Both Mira and Shuck were openly skeptical, accusingly staring Victor down. Nevertheless, Mira complied, time jumping the entire group to an especially high bridge overlooking Pause. Victor walked to the edge of the bridge, looking down over the sprawling planet wide city. “I see… so we were on a mountain without me even realizing it. After all, time jumping can’t change our actual elevation. How serendipitous to the topic at hand.”

Mira stepped forward, growing more angry by the second. “Vic, time bubble. Now. You have some explaining to do.”

The time bubble appeared, freezing everything outside of it in place. Not that much visibly changed, as there were no people in sight and the city itself usually felt eerily silent anyways. “There… so, Shuck, before I continue, I expect some answers. It shouldn’t be a problem, given both you and Mira were on the cusp of giving them anyways.”

Shuck crossed his arms. “Fine, but don’t think you can change the subject. I’m not that easy to distract. What do you want to know?”

“How are you and Mira able to use infallible, first-hand knowledge of the future to direct your actions? That’s lethal to a Meta. She should be dead.”

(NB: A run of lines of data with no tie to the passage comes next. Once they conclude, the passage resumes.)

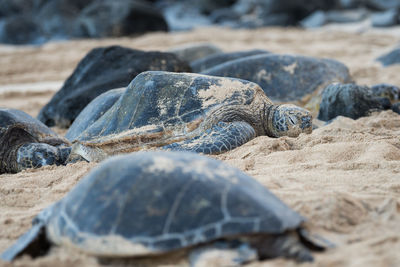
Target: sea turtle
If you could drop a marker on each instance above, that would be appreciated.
(286, 78)
(186, 111)
(103, 69)
(27, 143)
(219, 58)
(150, 203)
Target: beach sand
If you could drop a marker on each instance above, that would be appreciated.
(344, 177)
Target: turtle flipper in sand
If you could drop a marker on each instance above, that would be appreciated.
(180, 110)
(153, 203)
(27, 143)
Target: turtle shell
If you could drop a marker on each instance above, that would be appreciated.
(284, 77)
(18, 128)
(160, 102)
(154, 202)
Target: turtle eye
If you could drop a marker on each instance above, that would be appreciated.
(293, 119)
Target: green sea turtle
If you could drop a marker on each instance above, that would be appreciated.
(185, 111)
(150, 203)
(27, 143)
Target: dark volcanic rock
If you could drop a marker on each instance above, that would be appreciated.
(389, 91)
(216, 59)
(13, 7)
(66, 19)
(93, 111)
(103, 69)
(349, 100)
(396, 107)
(57, 17)
(284, 77)
(390, 58)
(319, 18)
(385, 19)
(21, 29)
(192, 52)
(105, 18)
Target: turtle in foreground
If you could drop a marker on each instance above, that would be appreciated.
(151, 203)
(192, 112)
(27, 143)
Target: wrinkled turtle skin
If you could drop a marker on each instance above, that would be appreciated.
(27, 143)
(103, 69)
(192, 112)
(202, 64)
(285, 78)
(149, 203)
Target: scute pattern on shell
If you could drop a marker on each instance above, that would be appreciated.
(163, 189)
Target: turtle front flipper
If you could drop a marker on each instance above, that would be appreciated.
(220, 138)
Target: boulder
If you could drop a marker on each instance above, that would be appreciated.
(393, 57)
(103, 69)
(219, 58)
(104, 18)
(284, 77)
(349, 100)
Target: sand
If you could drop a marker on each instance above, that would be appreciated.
(343, 177)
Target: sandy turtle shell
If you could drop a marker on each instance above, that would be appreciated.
(27, 143)
(150, 203)
(183, 111)
(285, 77)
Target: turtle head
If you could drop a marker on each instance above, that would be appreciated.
(288, 120)
(36, 155)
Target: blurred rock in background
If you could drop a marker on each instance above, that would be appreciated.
(38, 21)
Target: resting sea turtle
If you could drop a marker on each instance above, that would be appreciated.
(27, 143)
(150, 203)
(185, 111)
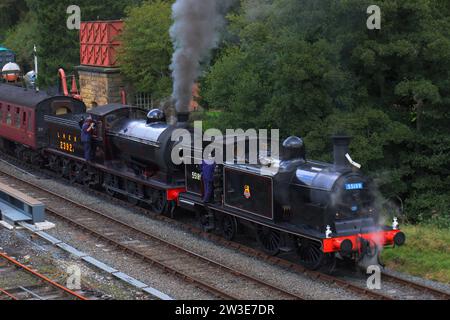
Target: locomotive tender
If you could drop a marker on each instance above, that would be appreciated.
(321, 211)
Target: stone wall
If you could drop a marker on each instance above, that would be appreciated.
(100, 86)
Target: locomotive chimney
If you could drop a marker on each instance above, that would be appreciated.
(341, 148)
(182, 118)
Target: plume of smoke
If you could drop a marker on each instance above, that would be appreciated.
(195, 32)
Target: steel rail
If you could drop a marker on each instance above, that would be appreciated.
(245, 249)
(41, 277)
(6, 293)
(417, 286)
(154, 238)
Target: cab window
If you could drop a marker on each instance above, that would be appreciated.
(17, 118)
(8, 116)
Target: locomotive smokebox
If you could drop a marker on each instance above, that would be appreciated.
(341, 146)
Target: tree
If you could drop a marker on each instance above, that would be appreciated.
(146, 50)
(11, 12)
(312, 68)
(21, 40)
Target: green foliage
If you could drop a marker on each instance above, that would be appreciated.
(21, 40)
(11, 11)
(426, 253)
(147, 49)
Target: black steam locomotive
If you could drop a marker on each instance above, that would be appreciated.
(319, 210)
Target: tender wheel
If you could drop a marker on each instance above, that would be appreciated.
(310, 253)
(269, 239)
(159, 203)
(111, 181)
(133, 191)
(229, 227)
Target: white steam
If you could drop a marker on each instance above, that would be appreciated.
(195, 32)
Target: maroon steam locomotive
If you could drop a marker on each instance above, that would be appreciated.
(321, 211)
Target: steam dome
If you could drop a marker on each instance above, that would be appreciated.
(11, 72)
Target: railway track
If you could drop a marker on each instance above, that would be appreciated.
(257, 253)
(189, 266)
(417, 286)
(20, 282)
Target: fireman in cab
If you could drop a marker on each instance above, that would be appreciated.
(87, 131)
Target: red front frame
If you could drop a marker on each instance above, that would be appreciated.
(381, 238)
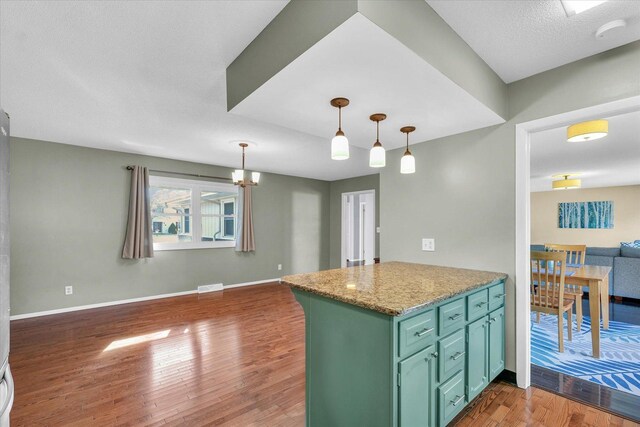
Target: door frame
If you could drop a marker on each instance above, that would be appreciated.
(343, 227)
(523, 216)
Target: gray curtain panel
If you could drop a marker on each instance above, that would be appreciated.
(138, 242)
(247, 241)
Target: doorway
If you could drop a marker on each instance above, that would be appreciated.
(358, 228)
(564, 383)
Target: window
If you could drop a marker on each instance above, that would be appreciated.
(189, 214)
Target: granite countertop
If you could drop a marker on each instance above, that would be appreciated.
(393, 288)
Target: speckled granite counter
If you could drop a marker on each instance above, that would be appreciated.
(393, 288)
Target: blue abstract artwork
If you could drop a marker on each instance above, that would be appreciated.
(585, 214)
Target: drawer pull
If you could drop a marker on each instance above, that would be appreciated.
(457, 400)
(458, 355)
(423, 332)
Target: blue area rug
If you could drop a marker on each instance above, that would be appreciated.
(618, 367)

Shuck smiled, and put a finger to his forehead. “It comes from understanding the underlying mechanics of time toggles. Yes, they very much exist, but not in the way you think they do. It is not mere knowledge of the future that creates the paradox, as all of mankind constantly predicts the future in a variety of ways. Predicting necessary resources, threats both internal and external, environmental changes… it’s just a matter of the tools and techniques used to acquire that information. Time travel is just another tool.”

“That’s a lot of words containing very little explanation, Shuck.”

“I’m getting to that. The key to preventing paradoxes is to not effect the causation chains that create the information. It’s the feedback loop of allowing information to affect it’s own creation that kills people when said information necessarily self destructs, in a fashion. You can’t have your cake and eat it, too. So if you are going to bring a cake from the future back to the past, you better make sure it still gets made in that past in order to be taken from the future.”

Victor rubbed his head. “That makes sense, but only explains the why it can work. It doesn’t explain the how. How do you maintain the causation chains? If you find out your house is going to burn down, you will immediately begin preparing to prevent it or remedy the resulting damage better than you had before you had the knowledge. That’s exactly what you did, and that affects the observed event itself. You prevented an attack with precognizant knowledge.”

Shuck moved his finger slightly away from his forehead, electricity sparking between it and his own head. “But what if the memory of such knowledge itself is malleable? If you properly record mind states, you can entirely cut out sections of memory. We can puppeteer ourselves to not only prepare, but be unaware of what we are preparing for. We get the best of both worlds. A causation chain that fulfills the preexisting one leading to an event, while also being better equipped to deal with an event. It’s no different than simple planning ahead, in effect.”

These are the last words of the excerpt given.